Tout est bon dans le conflit ?
Sur la toile fleurissent des articles et des commentaires sur le bon côté des conflits, sur ses apports bénéfiques pour le groupe et les individus. Peut-être pouvons-nous aller un peu plus loin que ce raccourci qui vise à mettre en avant ce que certains retirent du conflit comme étant l'issue d'un conflit. Enfin, on peut se demander si le terme conflit est utilisé à bon escient, ou s'il s'agit de polémique, de controverse, de discussion...
Dessin : avec l'aimable autorisation de Eddie Pons
Tout d'abord, y a t'il du bon dans le conflit, on pourrait polémiquer ici et là et ne jamais tomber d'accord sur ce qu'est un conflit. J'ai déjà réagi par ailleurs sur cet aspect. Le conflit est la résultante d'une dégradation de la qualité relationnelle qui rend impossible la discussion apaisée.
Un conflit, c'est violent et ça se termine, en adversité, par la domination de l'un des protagonistes, l'abandon ou la résignation. Rien de positif à tout ça sauf si on aime tendre l'autre joue après avoir reçu un coup.
Un conflit, ça n'est pas non plus une maladie, et il n'y a pas d'agents pathogènes qui en sont à l'origine, il n'y a donc pas de traitement, de thérapie même sous couvert de science cognitovo-comportementale.
Une entreprise ne génère pas de maladie, elle ne génère pas non plus de conflit. La demande de reconnaissance du burn out comme maladie professionnelle va dans ce sens de médicalisation des rapports interpersonnels. Avec la médicalisation arrive la déresponsabilisation, le sachant arrive et déclame (ou prescrit) la façon de faire. L'individu est nié et relégué à l'état d'objet, possession de l'entreprise, de plante à laquelle il faut apporter de l'engrais et des médicaments (on dirait presque une procédure Monsanto, créer la maladie pour prescrire le remède)
Dans le conflit rien de bon, c'est dans le confit qu'il y a du bon.
Alors quoi, un conflit on en fait quoi ?
Ce qui est vrai c'est que quand il y a conflit, il y a des enjeux différents.

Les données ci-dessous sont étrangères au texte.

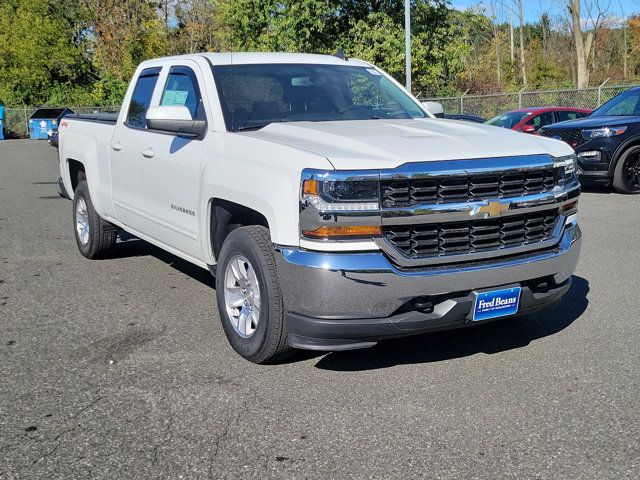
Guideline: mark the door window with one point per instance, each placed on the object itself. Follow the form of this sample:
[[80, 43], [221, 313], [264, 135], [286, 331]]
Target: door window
[[142, 93], [541, 120], [182, 89], [568, 115]]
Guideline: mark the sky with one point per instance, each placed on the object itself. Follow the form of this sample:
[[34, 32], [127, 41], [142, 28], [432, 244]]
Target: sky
[[533, 8]]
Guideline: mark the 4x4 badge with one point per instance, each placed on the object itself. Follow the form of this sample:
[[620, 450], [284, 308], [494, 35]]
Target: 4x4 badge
[[491, 209]]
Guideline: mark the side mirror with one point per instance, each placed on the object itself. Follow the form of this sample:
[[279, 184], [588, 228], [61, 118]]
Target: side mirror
[[175, 119], [434, 108]]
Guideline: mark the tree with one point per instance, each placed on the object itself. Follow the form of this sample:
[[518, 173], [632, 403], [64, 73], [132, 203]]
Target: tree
[[583, 41]]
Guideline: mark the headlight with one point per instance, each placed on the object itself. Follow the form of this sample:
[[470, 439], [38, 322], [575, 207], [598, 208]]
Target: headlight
[[604, 132], [330, 194], [567, 164], [340, 205]]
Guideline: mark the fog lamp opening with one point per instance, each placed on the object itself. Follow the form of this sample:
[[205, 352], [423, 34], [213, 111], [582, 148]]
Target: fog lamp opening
[[351, 232]]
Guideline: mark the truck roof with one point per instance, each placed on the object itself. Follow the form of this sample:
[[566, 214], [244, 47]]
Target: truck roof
[[239, 58]]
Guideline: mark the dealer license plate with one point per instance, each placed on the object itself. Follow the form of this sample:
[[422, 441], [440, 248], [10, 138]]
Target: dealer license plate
[[496, 303]]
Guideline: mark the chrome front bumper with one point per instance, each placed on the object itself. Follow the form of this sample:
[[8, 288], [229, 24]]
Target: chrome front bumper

Il y a deux alternatives possibles, qui vont déterminer la manière dont les choses vont être accompagnées et au final, la pérennité de la solution. Ces alternatives sont liées à la vision que l'on a de notre société. Platon (dans La République) disait que l'état est tout à la fois en chacun de nous et structure globale. La vision de l'autre et de la société va déterminer la façon dont les choses vont se résoudre ou se gérer.
Gérer ou résoudre ?
Faire taire la contestation, arbitrer les choix, concilier les points de vue ne marchent que si les participants aux conflits sont en accord avec les décisions qui leur seront imposées. Pour assurer la pérennité d'un accord sur ce qui faisait conflit, il faut résoudre le conflit, démonter le conflit pour le rendre intelligible et trouver sur le fond des arguments sur lesquels on peut appuyer son raisonnement.
Un conflit bon sang, c'est quoi ?
Les composantes d'un conflit sont connues, l'élément moteur en est l'émotion que la situation déclenche et porte à son apogée. Un conflit c'est violent.
Que peut il y avoir de bon dans la violence ?
Ca permet de trancher la situation (quand l'autre en marre de souffrir, qu'il ne peut pas lutter, qu'il fuit la violence, il se tait, se range à sa vision des choses... jusqu'au jour où...).
Il y a un gagnant et un perdant, et si possible, autant être le gagnant dans l'histoire.
La violence c'est le déni de l'autre, c'est le "moi j'ai raison alors tais-toi", c'est en même temps la bonne volonté de celui qui la commet, de son point de vue légitime, mais c'est forcément maladroit parce que ça ne résoud rien, ça permet de gérer. Alors, aurait il fait autrement s'il avait su qu'il y a une autre solution, une autre alternative ?
Le conflit c'est violent, c'est un mode relationnel qui détruit la relation, qui se construit avec des éléments tangibles, il est donc aisé de démonter les conflits, des faire redescendre les personnes de leur point de vue en leur permettant de s'approprier une autre alternative, celle de la raison, qu'ils n'avaient jusqu'alors pas perçu, ressenti, vu, compris.
Le conflit c'est violent et le médiateur professionnel ne dira jamais que le conflit c'est bon, ce serait comme dire que la mort d'un proche me rend plus vivant, non c'est la prise de conscience de la courte durée de la vie qui nous pousse à vivre au lieu de survivre.
Descartes et Platon avant nous incite à faire usage de la raison pour comprendre ce qui nous entoure, un autre, Albert Camus, trouve que "mal nommer les choses, c'est ajouter au malheur du monde".
Le conflit c'est violent, et le résoudre est la seule voie pérenne.